On a simple, unimodal landscape, soldier algorithms excel. Watch how Newton-Raphson uses curvature information to take larger, smarter steps compared to gradient ascent's cautious approach.
Gradient ascent only uses first derivatives (slope) — it knows which direction is uphill but not how steep it stays. Newton-Raphson uses second derivatives (curvature) too — it can estimate how far to go before the slope flattens. On smooth, bowl-shaped landscapes, this makes Newton dramatically faster.
Speed means nothing if you climb the wrong mountain. On multi-modal landscapes like Arthur's Seat, where you start determines where you end up. Scout algorithms trade speed for better global exploration.

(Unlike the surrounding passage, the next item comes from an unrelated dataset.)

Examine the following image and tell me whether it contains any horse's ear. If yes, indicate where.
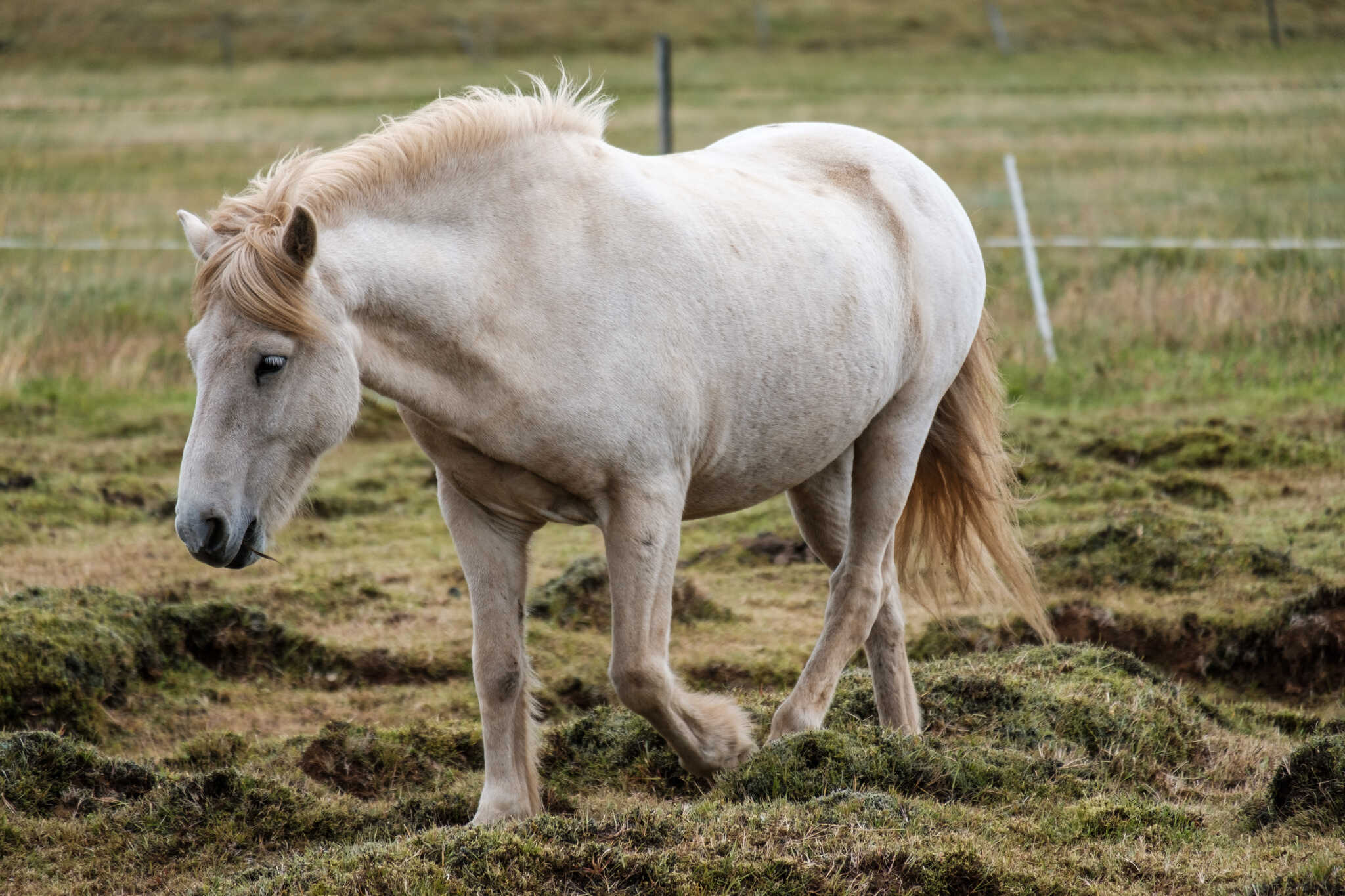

Soldier algorithms always find a peak — but often not the highest one. Scout algorithms invest extra computation to escape local optima. The payoff depends on how much you value finding the global versus any reasonable solution.
Finding a peak is just part of the story. How confident should we be in that answer? The Hessian-based approximation assumes the landscape is a smooth bowl near the peak — but what if it isn't?
Fast: One optimisation run + one matrix inversion.
Assumes: Landscape is roughly quadratic (bowl-shaped) near the peak.
Fails when: Ridges, multiple modes, or heavy tails.
Slow: Thousands of iterations to explore.
Assumes: Very little — just needs to be able to evaluate likelihood.
Reveals: True shape of uncertainty, including asymmetries and multiple modes.
Each algorithm optimises for different things. There is no single "best" choice — only trade-offs appropriate to your problem.
| Algorithm | Speed | Accuracy | Representativeness | Best For |
|---|---|---|---|---|
| Gradient Ascent | ⭐⭐ | ⭐ | ⭐ | Simple convex problems, debugging |
| Newton-Raphson | ⭐⭐⭐ | ⭐ | ⭐⭐ | GLMs, smooth likelihoods |
| Random Restarts | ⭐ | ⭐⭐⭐ | ⭐ | Mixture models, neural net init |
| Simulated Annealing | ⭐ | ⭐⭐⭐ | ⭐ | Discrete optimisation, scheduling |
| MCMC | ⭐ | ⭐⭐ | ⭐⭐⭐ | Bayesian inference, uncertainty quantification |
Speed vs Thoroughness: Fast algorithms assume the landscape is "nice" (convex, smooth).
Slow algorithms make fewer assumptions but pay with computation.
Point Estimate vs Distribution: Optimisation finds where the peak is.
MCMC tells you how certain you should be about that answer.
For most GLMs with well-behaved likelihoods, Newton-Raphson + Hessian-based standard errors is the sweet spot:
fast, accurate, and "representative enough". But always check your assumptions!
Most GLM likelihoods are concave (bowl-shaped when maximising), meaning there's only one peak. Soldier algorithms like Newton-Raphson are perfect here — they'll always find the global maximum.
But some models have multiple local optima:
The more uncertain you are about your landscape's shape, the more valuable exploration becomes. A soldier who always seeks higher ground will summit a peak quickly — but it may not be the highest one. A scout who surveys the territory first moves slower but is more likely to find the true summit.